South Africa coach Peter de Villiers expects Wales to make changes at half-back ahead of the clash between the sides at the Millennium Stadium on Saturday.
The main talking point in the Principality has been over who will wear the number nine and 10 jerseys following a guileless display behind the scrum in the 25-16 defeat to Australia. Cardiff Blues scrum-half Richie Rees is pushing Mike Phillips hard for the starting role after proving lively in a try-scoring appearance as a replacement last Saturday, while James Hook could usurp Stephen Jones at fly-half.

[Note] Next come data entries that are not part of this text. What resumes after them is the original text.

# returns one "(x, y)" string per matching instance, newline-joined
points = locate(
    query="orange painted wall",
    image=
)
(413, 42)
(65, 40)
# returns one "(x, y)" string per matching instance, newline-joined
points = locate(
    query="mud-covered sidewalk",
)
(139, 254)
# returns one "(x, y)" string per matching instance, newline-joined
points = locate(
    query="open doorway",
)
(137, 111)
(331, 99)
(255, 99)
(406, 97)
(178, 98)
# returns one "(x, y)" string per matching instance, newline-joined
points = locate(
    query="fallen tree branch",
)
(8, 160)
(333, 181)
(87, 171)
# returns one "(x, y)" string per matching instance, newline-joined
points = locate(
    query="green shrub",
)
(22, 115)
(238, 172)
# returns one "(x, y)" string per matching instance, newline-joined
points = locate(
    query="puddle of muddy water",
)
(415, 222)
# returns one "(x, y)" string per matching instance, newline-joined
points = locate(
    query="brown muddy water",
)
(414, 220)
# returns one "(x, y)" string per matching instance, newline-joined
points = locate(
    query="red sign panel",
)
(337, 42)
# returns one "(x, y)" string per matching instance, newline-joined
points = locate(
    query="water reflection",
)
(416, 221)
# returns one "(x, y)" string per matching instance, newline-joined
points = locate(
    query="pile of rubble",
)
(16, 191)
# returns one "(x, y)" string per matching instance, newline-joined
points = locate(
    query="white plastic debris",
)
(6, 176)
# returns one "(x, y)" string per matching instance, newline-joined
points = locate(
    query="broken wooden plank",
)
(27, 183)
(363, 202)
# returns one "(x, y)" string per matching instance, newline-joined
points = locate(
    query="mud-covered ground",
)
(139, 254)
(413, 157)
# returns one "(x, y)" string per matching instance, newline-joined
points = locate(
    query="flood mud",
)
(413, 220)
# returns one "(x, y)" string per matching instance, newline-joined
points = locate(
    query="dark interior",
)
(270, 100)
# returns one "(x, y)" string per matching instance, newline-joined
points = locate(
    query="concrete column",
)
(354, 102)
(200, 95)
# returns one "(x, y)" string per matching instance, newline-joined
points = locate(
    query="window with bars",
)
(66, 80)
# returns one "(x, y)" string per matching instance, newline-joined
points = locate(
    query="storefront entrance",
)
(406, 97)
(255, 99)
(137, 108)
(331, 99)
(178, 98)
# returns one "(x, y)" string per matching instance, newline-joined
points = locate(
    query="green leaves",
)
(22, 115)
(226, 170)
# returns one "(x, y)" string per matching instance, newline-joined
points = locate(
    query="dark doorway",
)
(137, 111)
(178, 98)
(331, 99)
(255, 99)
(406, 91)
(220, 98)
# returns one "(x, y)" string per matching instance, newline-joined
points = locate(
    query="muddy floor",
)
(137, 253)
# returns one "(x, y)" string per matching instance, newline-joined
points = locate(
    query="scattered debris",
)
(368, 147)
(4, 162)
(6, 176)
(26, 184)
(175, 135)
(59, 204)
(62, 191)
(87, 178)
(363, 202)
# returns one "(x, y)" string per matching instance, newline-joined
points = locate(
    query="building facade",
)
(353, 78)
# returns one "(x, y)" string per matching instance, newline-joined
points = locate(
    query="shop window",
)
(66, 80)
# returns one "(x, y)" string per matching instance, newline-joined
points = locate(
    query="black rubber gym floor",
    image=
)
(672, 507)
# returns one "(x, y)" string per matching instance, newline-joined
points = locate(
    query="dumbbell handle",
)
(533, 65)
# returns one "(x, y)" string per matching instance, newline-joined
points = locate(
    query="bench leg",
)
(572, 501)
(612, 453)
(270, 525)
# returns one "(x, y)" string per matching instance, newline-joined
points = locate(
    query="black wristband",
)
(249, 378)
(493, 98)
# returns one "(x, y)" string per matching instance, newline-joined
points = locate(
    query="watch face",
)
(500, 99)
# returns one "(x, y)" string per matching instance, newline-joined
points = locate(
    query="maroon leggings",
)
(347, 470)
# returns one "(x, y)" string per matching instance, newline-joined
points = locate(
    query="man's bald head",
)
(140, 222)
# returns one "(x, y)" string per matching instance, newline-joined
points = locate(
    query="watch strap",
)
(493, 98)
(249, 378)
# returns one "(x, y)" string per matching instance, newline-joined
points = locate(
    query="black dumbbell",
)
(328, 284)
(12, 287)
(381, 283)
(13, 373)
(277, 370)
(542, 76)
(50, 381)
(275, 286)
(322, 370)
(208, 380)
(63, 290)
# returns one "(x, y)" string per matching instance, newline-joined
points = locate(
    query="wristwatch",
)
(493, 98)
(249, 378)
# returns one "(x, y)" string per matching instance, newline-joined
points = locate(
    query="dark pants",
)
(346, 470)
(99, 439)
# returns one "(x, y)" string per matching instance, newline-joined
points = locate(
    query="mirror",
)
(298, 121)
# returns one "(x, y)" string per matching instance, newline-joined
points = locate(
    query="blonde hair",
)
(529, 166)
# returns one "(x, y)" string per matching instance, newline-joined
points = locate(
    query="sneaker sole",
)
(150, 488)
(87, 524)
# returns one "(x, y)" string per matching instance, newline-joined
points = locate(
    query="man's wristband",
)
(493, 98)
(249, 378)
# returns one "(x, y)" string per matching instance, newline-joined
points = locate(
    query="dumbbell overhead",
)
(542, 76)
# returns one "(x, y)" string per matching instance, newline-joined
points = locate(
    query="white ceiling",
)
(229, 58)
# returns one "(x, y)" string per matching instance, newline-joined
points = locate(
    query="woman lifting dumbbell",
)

De Villiers said: "We expect them to make changes at half-back to speed up the game, to present the ball and get it away quickly. I think they will opt for a quicker scrum-half and have the decision-making around Hook and Jones to bring an extra dynamic to their game and bring the players out wide into the game."
On Tuesday De Villiers named a side that saw only one change from the starting XV that defeated Ireland 23-21 at the Aviva Stadium last weekend, with Racing Metro star Francois Steyn drafted straight into the centre after joining the squad on Sunday.
Wales coach Warren Gatland will have to make at least one change when he names his side on Thursday, with flanker Sam Warburton ruled out for two to three weeks with a calf problem, while the New Zealander also hopes to have full-back Lee Byrne and captain Ryan Jones available.
"They may also bring in the big number eight (Andy Powell) who caused us so many problems here a couple of years ago," De Villiers added.
Saturday's game is set to see another relatively low turnout at the Millennium Stadium. There were over 20,000 seats left empty for the defeat to the Wallabies and, with South Africa having played in the Welsh capital as recently as June, only around 40,000 tickets have been sold ahead of this weekend's clash.
There were also blocks of empty seats in Dublin last Saturday, and Scotland have only sold 51,000 tickets for Saturday's meeting with New Zealand at Murrayfield, but when asked for his opinion De Villiers responded that, given South Africa's relatively poor form in 2010, he will only be keeping an eye on on-field matters.
"If you had been in my shoes for the last three months, I am focusing on rugby and rugby only and if we can get away with a good performance and a win," he said.
"It would be nice to play in front of a good crowd but 50 people can make a lot of noise, and I hope that all the crowd in there will have green jerseys!"